Se no primeiro romance, Ulisses desenvolve e expia a sua existência caminhando do cinzento de Portalegre até se encerrar numa escura cova do cemitério da cidade, no novo romance, Ulisses perante a luminosidade de Lisboa é ironicamente cego e acompanhado por uma infeliz criança vai fazer o seu percurso através do esgoto da cidade até desembocar no lodaçal do Tejo. Diria que estará a expiar a ousadia anterior de ter desafiado o destino ao encerrar-se vivo num local destinado a guardar os mortos. Atenção que estou apenas a tratar de uma observação crítica à obra de Rui Martins, pois os romances são independentes bem como as personagens o são diversas, eu é que estou a coser linhas entre elas.
Tal como no primeiro romance, em que Ulisses se encerra na cova com uma mina na mão, também agora o final é apocalíptico, o Ulisses cego e o menino infeliz vão desembocar no lodo do Tejo mas após um novo terramoto em Lisboa e ali ficam abandonados à espera do tsunami que se adivinha.
Também aqui Rui Martins não concretiza o desfecho final preferindo deixá-lo em aberto à interpretação do leitor, como se todos tenhamos uma desgraça suspensa sobre as nossas cabeças mas esteja nas nossas mãos evitá-la, por isso, apesar de tudo e depois de percorrida a via-sacra o autor ainda nos deixa a réstia de esperança (a réstia de luz que o advogado cego ainda consegue ver?) de que a remição é possível e a salvação (ou ressureição?) inerente a ela.

 


 
Apesar de umas vidas desgraçadas, ainda assim, Rui Martins deixa-nos respirar um pouco a utopia esperançosa da salvação.

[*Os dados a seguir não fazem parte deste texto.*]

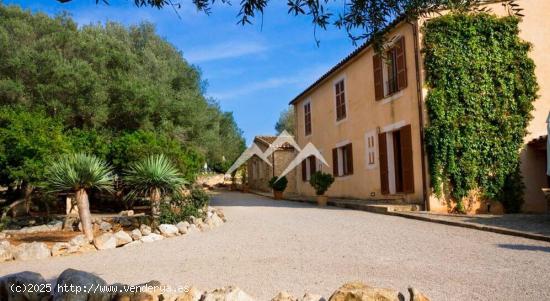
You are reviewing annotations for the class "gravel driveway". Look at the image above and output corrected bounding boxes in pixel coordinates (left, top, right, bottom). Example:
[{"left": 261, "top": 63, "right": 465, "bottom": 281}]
[{"left": 0, "top": 192, "right": 550, "bottom": 300}]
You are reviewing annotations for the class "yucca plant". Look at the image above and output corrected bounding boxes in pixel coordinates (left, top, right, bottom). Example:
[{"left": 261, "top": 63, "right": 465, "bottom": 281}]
[
  {"left": 124, "top": 154, "right": 187, "bottom": 226},
  {"left": 46, "top": 153, "right": 113, "bottom": 241}
]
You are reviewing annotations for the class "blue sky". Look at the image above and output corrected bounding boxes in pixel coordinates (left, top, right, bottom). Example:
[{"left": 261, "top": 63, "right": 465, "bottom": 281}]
[{"left": 4, "top": 0, "right": 354, "bottom": 144}]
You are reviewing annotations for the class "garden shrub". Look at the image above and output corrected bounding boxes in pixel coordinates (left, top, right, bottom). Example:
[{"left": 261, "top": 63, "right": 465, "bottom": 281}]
[
  {"left": 109, "top": 130, "right": 204, "bottom": 181},
  {"left": 423, "top": 13, "right": 538, "bottom": 211},
  {"left": 160, "top": 187, "right": 210, "bottom": 224}
]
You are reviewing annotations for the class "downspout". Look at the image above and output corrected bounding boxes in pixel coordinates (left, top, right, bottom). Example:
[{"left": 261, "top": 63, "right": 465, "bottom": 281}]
[{"left": 408, "top": 19, "right": 430, "bottom": 211}]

Ou melhor, deixa o destino de cada um nas suas próprias mãos e meus senhores e minhas senhoras façam o favor de se servirem.

 

 
Jaime Crespo

 

 

Rui Cardoso Martins, e se eu gostasse muito de morrer, a minha leitura(ouvindo lightnin' hopkins greatest hits…)


 

reflexões acima do joelho motivadas pela leitura do livro "e se eu gostasse muito de morrer" de rui cardoso martins


 


 


 

portalegre. cidade que não passou de aldeia grande. terra de lagóias. abençoadas margens de baco.

a jornalista que acompanhou o escritor à cidade chamou-lhe "twin peaks". desta nunca me lembrei eu.

mas há anos, quando ainda por lá escorregava na calçada inclinada da rua do comércio, achei-a parecida à cidadezinha que servia de fundo a um policial francês e que tinha o sugestivo título de "balada da cidade triste", de pierre simiac (les femmes blafardes, no original).

curiosamente foi no cinema que encontrei a denominação perfeita para a minha aldeia natal, tolosa, no distrito de portalegre, nada mais nada menos que "dogville".

pois claro, já estão mesmo a ver os ambientes, twin peaks, cidade triste, dogville… é uma 5ª dimensão escondida ali num cantinho de portugal.


 

(a música passou para os ladysmith blackmambazo)


 


 

apesar de termos pisado as mesmas pedras da calçada e provavelmente petiscado nas mesmas mesas das sedutoras tascas marchão, david, escondidinho ou marmelo; bebido uns canecos no joia, painel; cafézadas no alentejano, facha, central ou tarro (eu ainda as sorvi no finado plátano, hoje banco ou seguradora ou as duas coisas).

mesmo encontrando velhos conhecidos, tininho, matcha, pelo livro afora, nunca me cruzei com o autor. o pai sim, foi meu professor.


habituei-me a ler e a gostar de ler rui martins nas crónicas "levante-se o réu", primeiro através da internet, quando estava emigrado, depois sentindo bem o cheiro da tinta e o deslizar das páginas, sedosas, sedentas, entre os dedos.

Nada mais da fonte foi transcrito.